A brick mission church and corrugated iron parish room were erected on the plot and opened on 13 February 1892, the cost being met by Archbishop Ridding.
At the time the church was opened the surrounding area was also being developed to meet the growing population of Nottingham. Crocus Street was predominantly terraced housing without gardens. Many of the streets which led off it were given Christian names such as Eugene Street, Mabel Street, Harry Terrace, Mary Terrace and Ernest Terrace.

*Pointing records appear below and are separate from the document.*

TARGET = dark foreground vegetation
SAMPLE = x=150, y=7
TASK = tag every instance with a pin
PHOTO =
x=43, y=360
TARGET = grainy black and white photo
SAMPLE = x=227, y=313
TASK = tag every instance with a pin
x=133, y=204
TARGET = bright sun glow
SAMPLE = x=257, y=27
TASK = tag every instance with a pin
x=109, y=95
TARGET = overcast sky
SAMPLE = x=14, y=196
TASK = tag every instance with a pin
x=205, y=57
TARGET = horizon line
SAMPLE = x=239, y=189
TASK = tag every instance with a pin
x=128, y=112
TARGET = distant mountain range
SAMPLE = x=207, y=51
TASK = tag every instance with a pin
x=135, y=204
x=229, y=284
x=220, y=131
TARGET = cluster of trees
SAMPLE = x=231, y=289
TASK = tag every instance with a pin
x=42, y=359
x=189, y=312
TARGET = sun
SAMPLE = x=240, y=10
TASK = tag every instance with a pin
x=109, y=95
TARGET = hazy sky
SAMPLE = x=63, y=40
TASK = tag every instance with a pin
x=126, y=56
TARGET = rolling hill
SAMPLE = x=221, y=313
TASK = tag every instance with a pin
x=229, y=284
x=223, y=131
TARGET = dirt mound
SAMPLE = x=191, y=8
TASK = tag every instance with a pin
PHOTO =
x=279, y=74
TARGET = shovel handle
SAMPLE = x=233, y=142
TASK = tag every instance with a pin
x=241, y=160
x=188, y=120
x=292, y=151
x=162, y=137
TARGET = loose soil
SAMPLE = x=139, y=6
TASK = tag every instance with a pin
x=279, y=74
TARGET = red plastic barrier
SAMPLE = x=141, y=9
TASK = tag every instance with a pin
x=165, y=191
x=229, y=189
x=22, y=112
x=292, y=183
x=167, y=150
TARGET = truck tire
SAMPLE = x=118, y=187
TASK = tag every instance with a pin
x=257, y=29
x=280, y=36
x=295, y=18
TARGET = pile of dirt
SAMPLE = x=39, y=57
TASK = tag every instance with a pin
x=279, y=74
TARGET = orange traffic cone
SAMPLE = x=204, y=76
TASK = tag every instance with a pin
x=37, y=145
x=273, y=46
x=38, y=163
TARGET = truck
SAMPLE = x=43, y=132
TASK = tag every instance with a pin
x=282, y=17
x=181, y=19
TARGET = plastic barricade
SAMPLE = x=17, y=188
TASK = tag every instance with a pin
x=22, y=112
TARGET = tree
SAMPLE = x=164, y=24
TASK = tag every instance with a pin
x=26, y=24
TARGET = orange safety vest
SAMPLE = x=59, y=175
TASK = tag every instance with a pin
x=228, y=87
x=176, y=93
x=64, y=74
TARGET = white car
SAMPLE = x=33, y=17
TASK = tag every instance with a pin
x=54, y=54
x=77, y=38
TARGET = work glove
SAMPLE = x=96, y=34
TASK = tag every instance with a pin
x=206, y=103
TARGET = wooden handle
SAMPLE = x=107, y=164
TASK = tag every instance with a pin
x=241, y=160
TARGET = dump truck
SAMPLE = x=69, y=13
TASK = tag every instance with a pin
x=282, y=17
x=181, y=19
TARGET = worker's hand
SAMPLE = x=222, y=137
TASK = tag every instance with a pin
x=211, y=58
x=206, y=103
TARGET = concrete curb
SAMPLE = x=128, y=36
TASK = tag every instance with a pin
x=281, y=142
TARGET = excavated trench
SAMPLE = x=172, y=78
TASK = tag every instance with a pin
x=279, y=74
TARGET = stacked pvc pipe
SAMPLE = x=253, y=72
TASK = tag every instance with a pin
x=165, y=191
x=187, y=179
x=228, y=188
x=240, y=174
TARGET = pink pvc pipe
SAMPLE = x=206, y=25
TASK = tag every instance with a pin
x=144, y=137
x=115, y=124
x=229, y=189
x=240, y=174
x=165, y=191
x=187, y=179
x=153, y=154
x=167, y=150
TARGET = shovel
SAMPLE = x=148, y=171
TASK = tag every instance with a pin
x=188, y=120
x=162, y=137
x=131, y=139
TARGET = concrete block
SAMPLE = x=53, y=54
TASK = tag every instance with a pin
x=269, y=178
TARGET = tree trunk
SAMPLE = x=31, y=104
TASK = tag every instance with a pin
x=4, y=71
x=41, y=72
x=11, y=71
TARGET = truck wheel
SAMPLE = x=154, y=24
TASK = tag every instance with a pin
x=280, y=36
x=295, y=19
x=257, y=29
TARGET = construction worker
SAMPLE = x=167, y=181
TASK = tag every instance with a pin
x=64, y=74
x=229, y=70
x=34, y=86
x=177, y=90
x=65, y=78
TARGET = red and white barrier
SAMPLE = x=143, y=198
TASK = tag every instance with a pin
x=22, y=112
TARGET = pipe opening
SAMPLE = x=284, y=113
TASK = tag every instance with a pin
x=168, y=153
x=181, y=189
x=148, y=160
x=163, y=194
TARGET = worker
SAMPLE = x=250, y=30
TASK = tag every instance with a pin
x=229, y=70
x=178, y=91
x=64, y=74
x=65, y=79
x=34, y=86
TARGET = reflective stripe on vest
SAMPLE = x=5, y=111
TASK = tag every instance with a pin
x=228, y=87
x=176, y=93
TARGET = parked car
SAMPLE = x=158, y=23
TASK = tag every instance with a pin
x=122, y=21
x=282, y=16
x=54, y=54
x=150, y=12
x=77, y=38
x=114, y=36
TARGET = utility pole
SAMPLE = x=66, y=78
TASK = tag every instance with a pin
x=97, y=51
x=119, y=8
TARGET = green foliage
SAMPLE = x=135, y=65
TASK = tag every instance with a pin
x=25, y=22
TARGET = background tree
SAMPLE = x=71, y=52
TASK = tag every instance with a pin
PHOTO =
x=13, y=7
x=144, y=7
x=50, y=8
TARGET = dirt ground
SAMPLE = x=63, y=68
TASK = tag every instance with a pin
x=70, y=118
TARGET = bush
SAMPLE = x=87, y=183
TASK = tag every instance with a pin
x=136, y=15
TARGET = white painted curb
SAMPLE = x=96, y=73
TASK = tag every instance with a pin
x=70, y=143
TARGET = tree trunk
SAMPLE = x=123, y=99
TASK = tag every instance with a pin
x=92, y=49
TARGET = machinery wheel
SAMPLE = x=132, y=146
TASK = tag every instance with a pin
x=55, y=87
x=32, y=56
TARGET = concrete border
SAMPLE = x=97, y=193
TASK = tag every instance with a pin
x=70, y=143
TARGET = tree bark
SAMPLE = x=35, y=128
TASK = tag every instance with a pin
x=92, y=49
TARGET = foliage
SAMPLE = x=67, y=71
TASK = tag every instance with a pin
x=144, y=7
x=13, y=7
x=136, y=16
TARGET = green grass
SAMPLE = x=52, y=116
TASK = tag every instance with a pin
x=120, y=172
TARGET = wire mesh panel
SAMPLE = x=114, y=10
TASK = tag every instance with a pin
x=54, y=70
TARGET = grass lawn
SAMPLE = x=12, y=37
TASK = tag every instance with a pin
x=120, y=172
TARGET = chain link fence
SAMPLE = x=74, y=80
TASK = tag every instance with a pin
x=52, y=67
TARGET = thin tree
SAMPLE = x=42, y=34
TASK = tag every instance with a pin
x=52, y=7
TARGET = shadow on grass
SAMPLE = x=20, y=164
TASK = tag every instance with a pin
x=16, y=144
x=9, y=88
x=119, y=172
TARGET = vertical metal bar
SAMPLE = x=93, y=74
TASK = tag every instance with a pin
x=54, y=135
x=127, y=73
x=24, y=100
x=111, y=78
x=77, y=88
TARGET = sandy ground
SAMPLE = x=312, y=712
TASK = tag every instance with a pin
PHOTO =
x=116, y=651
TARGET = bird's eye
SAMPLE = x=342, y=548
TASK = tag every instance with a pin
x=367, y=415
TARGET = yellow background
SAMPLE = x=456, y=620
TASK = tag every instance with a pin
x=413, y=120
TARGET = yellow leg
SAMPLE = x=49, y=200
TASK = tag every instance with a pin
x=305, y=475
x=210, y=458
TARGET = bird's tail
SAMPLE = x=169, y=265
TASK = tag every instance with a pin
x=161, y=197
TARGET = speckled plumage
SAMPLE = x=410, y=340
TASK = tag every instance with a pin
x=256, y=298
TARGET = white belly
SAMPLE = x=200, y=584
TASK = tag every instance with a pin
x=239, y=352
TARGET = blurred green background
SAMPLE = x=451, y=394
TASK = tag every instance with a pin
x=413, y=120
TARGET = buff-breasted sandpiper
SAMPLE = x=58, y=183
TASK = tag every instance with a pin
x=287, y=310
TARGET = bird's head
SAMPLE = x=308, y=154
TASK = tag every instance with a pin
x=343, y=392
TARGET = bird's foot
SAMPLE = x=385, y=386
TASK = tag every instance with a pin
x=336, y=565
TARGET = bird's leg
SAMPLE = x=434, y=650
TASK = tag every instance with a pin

The district was densely populated, most of the residents being manual workers earning their living in Nottingham Lace Market and other local industrial enterprises. This lower household income was reflected in the financial offerings the congregation was able to make. In 1909 the church records show that the average collection was rarely more than £1. This sum actually fell in 1911 to c.9s. a week. Despite this the church offered a substantial programme of activities and services. Each Sunday started with Communion at 8am, morning service at 10.30am and Evensong at 6.30pm. Sunday School was held at 2.30pm and attracted nearly 300 scholars in 1912. In the same year forty baptisms and 19 confirmations took place. There was also a men’s service at 2.45pm.
In 1910 the church organized a Clothing Club and Provident Club. In 1912 the Sunday School attracted 300 scholars, the priest conducted forty baptisms and submitted 19 candidates for confirmation.
In 1914 church activities included a Young Women’s Institute and Children’s Group, Girl Guides, Ladies’ Working Group and Men’s Institute. The records show that there were no formal parish meetings 1914-18.
In 1940 the church was closed, and soon afterwards requisitioned by the Army for the duration of World War II. It was never reopened. In 1954 it was offered for sale and was demolished. A commercial building was erected on the site. This was extant in 2015 but unoccupied and awaiting redevelopment.
The records of St Margaret’s are housed in the Nottinghamshire Archives. The records of St Saviour’s Church also contain information relating to St Margaret’s.